I'd go for the grey simply because he has Coed Coch bloodlines! Fabulous ponies with which I have a family connection, I was involved in the dispersal sale as a child, and helped prepare Coed Coch Bari who went to Australia for £21k - an enormous sum in 1978....memories, memories!

Lovesswimming Tue 06-Aug-13 09:28:01

Keep us updated, are u going to see them?

annieapple7 Tue 06-Aug-13 13:39:03

The lady did say something about the grey's brother being sold for a lot of money.
Although 8 he was only broken in last year. Found this about the Coed Coch stud Frosty

Think we will try and see them this weekend...ooh exciting!

Butkin Tue 06-Aug-13 17:09:06

I think at the end of the day if your DD likes riding them then that will make the difference. She'll know which one she felt more comfortable on. They both look like they would do a job for you though. Good Luck!

Booboostoo Tue 06-Aug-13 18:57:03

Was the pony you are going to see only broken last year? Why is that? I don't mean to be negative, but that would make me weary. A year is not a long time for a pony to gain experience and your DD is very, very young so she really needs a 'been there done that' type of pony. The photos on the advert show a much older child riding the pony, so make sure he is suitable for a small, lightweight and inexperienced child. Why do you want a PC pony? For me that means a competition pony which requires a more experienced rider. I'd be looking for a LR/FR pony which is truly good off the lead rein.

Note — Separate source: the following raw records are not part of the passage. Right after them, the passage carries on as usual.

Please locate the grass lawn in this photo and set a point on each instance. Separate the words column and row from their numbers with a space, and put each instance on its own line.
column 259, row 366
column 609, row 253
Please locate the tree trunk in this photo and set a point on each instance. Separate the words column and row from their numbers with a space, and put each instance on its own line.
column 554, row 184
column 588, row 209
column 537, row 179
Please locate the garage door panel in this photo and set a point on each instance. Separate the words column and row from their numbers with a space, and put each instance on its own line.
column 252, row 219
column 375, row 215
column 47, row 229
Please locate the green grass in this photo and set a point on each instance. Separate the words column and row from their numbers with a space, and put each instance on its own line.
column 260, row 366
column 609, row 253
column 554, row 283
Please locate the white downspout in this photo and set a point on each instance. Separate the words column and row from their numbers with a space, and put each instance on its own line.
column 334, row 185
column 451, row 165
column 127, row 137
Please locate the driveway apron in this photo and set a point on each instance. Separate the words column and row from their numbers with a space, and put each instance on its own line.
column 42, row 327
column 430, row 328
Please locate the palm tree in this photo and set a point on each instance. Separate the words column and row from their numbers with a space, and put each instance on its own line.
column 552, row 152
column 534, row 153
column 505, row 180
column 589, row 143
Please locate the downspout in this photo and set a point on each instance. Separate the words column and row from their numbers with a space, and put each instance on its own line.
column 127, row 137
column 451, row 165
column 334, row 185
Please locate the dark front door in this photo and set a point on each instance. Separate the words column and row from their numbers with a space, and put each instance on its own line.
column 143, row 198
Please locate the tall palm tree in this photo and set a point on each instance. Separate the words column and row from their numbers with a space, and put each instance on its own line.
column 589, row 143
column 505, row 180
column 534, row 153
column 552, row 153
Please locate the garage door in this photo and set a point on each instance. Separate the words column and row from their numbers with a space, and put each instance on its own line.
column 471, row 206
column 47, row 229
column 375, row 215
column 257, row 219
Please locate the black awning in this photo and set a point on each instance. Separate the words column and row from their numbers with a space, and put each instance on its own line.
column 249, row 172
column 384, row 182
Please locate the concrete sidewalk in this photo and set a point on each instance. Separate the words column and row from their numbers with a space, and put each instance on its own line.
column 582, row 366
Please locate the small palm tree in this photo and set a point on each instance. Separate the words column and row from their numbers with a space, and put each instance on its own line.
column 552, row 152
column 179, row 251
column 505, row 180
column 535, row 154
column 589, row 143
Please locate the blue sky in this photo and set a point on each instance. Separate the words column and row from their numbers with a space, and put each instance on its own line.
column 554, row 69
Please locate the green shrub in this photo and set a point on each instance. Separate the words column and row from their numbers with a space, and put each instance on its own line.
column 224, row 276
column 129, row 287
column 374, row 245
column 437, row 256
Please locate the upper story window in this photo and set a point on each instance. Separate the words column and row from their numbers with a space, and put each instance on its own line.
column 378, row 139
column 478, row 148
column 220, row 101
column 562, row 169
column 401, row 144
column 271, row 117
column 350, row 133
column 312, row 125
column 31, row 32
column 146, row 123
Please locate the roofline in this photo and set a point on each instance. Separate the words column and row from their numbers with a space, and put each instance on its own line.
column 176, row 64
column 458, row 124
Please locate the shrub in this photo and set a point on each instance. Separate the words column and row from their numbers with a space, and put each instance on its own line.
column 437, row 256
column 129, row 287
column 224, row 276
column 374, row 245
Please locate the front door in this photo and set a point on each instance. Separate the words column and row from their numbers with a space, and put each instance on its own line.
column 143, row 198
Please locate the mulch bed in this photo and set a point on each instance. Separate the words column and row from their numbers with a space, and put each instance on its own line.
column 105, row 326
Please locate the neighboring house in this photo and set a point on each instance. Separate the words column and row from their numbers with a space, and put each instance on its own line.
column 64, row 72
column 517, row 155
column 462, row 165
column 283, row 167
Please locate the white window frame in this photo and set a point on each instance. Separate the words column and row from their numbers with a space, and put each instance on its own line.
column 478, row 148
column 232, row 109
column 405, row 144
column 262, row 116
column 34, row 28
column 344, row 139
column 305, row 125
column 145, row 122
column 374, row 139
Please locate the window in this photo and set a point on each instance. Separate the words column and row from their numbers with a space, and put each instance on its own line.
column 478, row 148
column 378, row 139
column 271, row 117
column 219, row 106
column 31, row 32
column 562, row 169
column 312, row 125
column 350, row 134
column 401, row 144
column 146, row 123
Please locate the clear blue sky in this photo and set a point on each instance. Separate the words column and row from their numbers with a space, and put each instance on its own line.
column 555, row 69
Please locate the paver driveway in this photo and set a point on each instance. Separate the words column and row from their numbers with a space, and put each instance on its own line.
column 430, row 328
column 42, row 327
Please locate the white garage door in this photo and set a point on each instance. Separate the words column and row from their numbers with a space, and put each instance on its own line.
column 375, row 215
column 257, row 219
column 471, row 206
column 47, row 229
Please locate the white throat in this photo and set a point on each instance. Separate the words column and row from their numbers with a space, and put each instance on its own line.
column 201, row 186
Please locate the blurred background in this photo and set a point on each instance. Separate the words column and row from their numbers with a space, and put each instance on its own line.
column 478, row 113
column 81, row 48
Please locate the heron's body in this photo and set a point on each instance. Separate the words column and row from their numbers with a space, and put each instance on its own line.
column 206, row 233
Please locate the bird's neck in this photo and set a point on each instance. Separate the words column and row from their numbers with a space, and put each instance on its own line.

Personally I wouldn't go see this pony. You need a pony that has already helped 2-3 children learn to ride and has been passed on from family to family because he is truly brilliant at his job.

The palomino looks more promising with the younger child on board, but what kind of bit is that? He also has quite a heavy set neck and your DD may find it difficult to stop him.